Does anybody know of a way I can do this? I know the values I'm going to get are going to be able to be modeled by a parabola opening up, so this format will definitely work. I was thinking that the values could be put into a column. It wouldn't be hard to make something that returns the smallest value for y in that column, and the corresponding x-value.
If I'm being too vague, just let me know, and I can answer any questions you might have.
nice question. Here's at least a start for what I think you should do for this:
Sub findMin()
Dim lowest As Integer
Dim middle As Integer
Dim highest As Integer
lowest = 999
middle = 999
hightest = 999
Dim i As Integer
i = 1
Do While i < 9
If (retVal(i) < retVal(lowest)) Then
highest = middle
middle = lowest
lowest = i
Else
If (retVal(i) < retVal(middle)) Then
highest = middle
middle = i
Else
If (retVal(i) < retVal(highest)) Then
highest = i
End If
End If
End If
i = i + 1
Loop
End Sub
Function retVal(num As Integer) As Double
retVal = 0.245 * Math.Sqr(num) * num - 0.67 * Math.Sqr(num) + 5 * num + 12
End Function
What I've done here is set three Integers as your three Min values: lowest, middle, and highest. You loop through the values you're plugging into the formula (here, the retVal function) and comparing the return value of retVal (hence the name) to the values of retVal(lowest), retVal(middle), and retVal(highest), replacing them as necessary. I'm just beginning with VBA so what I've done likely isn't very elegant, but it does at least identify the Integers that result in the lowest values of the function. You may have to play around with the values of lowest, middle, and highest a bit to make it work. I know this isn't EXACTLY what you're looking for, but it's something along the lines of what I think you should do.

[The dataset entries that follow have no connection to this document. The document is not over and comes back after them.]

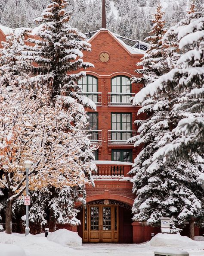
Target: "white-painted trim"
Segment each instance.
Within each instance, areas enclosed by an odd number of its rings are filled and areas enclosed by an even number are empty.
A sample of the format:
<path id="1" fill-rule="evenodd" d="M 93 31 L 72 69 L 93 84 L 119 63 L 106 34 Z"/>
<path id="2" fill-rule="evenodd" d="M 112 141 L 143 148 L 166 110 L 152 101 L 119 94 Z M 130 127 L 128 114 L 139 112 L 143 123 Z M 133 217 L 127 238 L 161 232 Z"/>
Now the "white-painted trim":
<path id="1" fill-rule="evenodd" d="M 98 77 L 111 77 L 112 76 L 113 76 L 114 75 L 117 75 L 117 74 L 120 74 L 122 73 L 123 74 L 124 74 L 124 75 L 128 75 L 128 76 L 130 76 L 131 77 L 143 77 L 142 76 L 137 76 L 137 75 L 132 75 L 131 74 L 130 74 L 130 73 L 127 73 L 127 72 L 122 72 L 122 71 L 115 72 L 114 73 L 112 73 L 112 74 L 111 74 L 110 75 L 99 75 L 97 73 L 93 72 L 93 71 L 86 71 L 86 73 L 88 75 L 91 74 L 95 74 L 95 75 L 96 75 Z"/>

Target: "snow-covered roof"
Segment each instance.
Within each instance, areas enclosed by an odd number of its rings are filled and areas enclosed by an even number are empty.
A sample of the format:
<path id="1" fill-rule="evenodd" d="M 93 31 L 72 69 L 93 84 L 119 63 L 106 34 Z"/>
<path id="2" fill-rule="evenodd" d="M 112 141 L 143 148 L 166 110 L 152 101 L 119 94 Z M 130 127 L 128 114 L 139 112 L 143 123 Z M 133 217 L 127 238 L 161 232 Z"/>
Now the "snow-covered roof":
<path id="1" fill-rule="evenodd" d="M 11 29 L 11 28 L 9 28 L 8 27 L 5 27 L 5 26 L 3 26 L 1 24 L 0 24 L 0 29 L 2 31 L 5 35 L 8 35 L 13 30 L 13 29 Z"/>
<path id="2" fill-rule="evenodd" d="M 144 54 L 145 53 L 145 51 L 128 45 L 120 38 L 120 35 L 115 34 L 114 33 L 113 33 L 106 29 L 101 29 L 97 31 L 94 31 L 93 32 L 95 32 L 94 34 L 88 40 L 88 41 L 91 41 L 94 38 L 97 36 L 97 35 L 99 34 L 101 31 L 108 31 L 108 33 L 109 33 L 113 36 L 113 37 L 114 37 L 114 38 L 119 43 L 119 44 L 122 45 L 126 49 L 126 50 L 127 50 L 131 54 Z M 87 33 L 85 35 L 87 35 Z M 146 43 L 146 45 L 148 44 Z"/>

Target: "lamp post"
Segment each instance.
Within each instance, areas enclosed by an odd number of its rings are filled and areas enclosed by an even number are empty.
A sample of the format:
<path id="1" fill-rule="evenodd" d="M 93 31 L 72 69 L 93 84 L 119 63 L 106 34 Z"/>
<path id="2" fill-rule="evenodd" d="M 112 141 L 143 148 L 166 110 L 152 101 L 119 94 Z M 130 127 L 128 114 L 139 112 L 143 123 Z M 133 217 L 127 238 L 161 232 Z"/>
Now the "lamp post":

There is no trivial way to approach this unless the problem domain is narrowed.
The example polynomial given in fact has no minimum, which is readily determined by observing y'>0 (hence, y is always increasing WRT x).
Given the wide interpretation of
[an] equation, which for our purposes here can be something like y =
.245x^3-.67x^2+5x+12
many conditions need to be checked, even assuming the domain is limited to polynomials.
The polynomial order is significant, and the order determines what conditions are necessary to check for how many solutions are possible, or whether any solution is possible at all.
Without taking this complexity into account, an iterative approach could yield an incorrect solution due to underflow error, or an unfortunate choice of iteration steps or bounds.
I'm not trying to be hard here, I think your idea is neat. In practice it is more complicated than you think.